Last week, the first part of the findings of India’s maiden longitudinal ageing study, said to be the world’s largest-ever detailed survey conducted on the elderly, was made public. The findings, though alarming, are not surprising. The survey bares the formidable challenges that confront the elderly population.
About 75 million ageing people in India suffer from chronic diseases; around 45 million have cardiovascular diseases and hypertension; about 20 million suffer from diabetes; and 24% of the elderly have difficulty in performing daily functions. By 2030, 45 per cent of the total burden of diseases, particularly non-communicable, is likely to be borne by the elderly.
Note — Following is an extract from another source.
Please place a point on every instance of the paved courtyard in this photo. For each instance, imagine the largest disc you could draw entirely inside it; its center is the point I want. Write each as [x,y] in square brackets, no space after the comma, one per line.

In J&K context, the survey shows that cardiovascular diseases (CVD) are the most prominent among people age 45 and above compared to 27% at the national level. The prevalence of CVDs increases with time from 29% in age group 45-59 to 46% in age group 60-64, and further to 59% among those in 70 and above. As regards chronic hypertension, about 30 per cent of population between 45 years and 59 years of age suffer from it and increases to 48 per cent among those aged 60 and more. The corresponding prevalence among those aged 60 and above at the national level is 32%.
It is also distressing that a sizable proportion, about 14%, are experiencing ill-treatment, as per the findings. On top of it, elderly care is still a neglected area in modern times. Modernity is associated with own problems—traditional support structures, such as those of the joint family, are disintegrating. The resultant price is high. There is the absence of concrete models of support. The privatization of care systems — old age homes, nurses and so on are still remote. They cannot be a feasible replacement for family-based care or something affordable by all sections of the ageing population. There are community-based care and health services in place in Britain under the aegis of the National Health Service and it is something worth emulating. There is also a need to treat the elderly as an economically valuable constituency. Their vast experience of life and service should be respected.
The implications of these findings are also graver given the fact that the elderly are ill-prepared to deal with these problems as only 30 per cent of those from below-poverty-line households receive pension benefits.
The government need to come up with a comprehensive preventive package with a focus on nutrition and the promotion of mental well-being.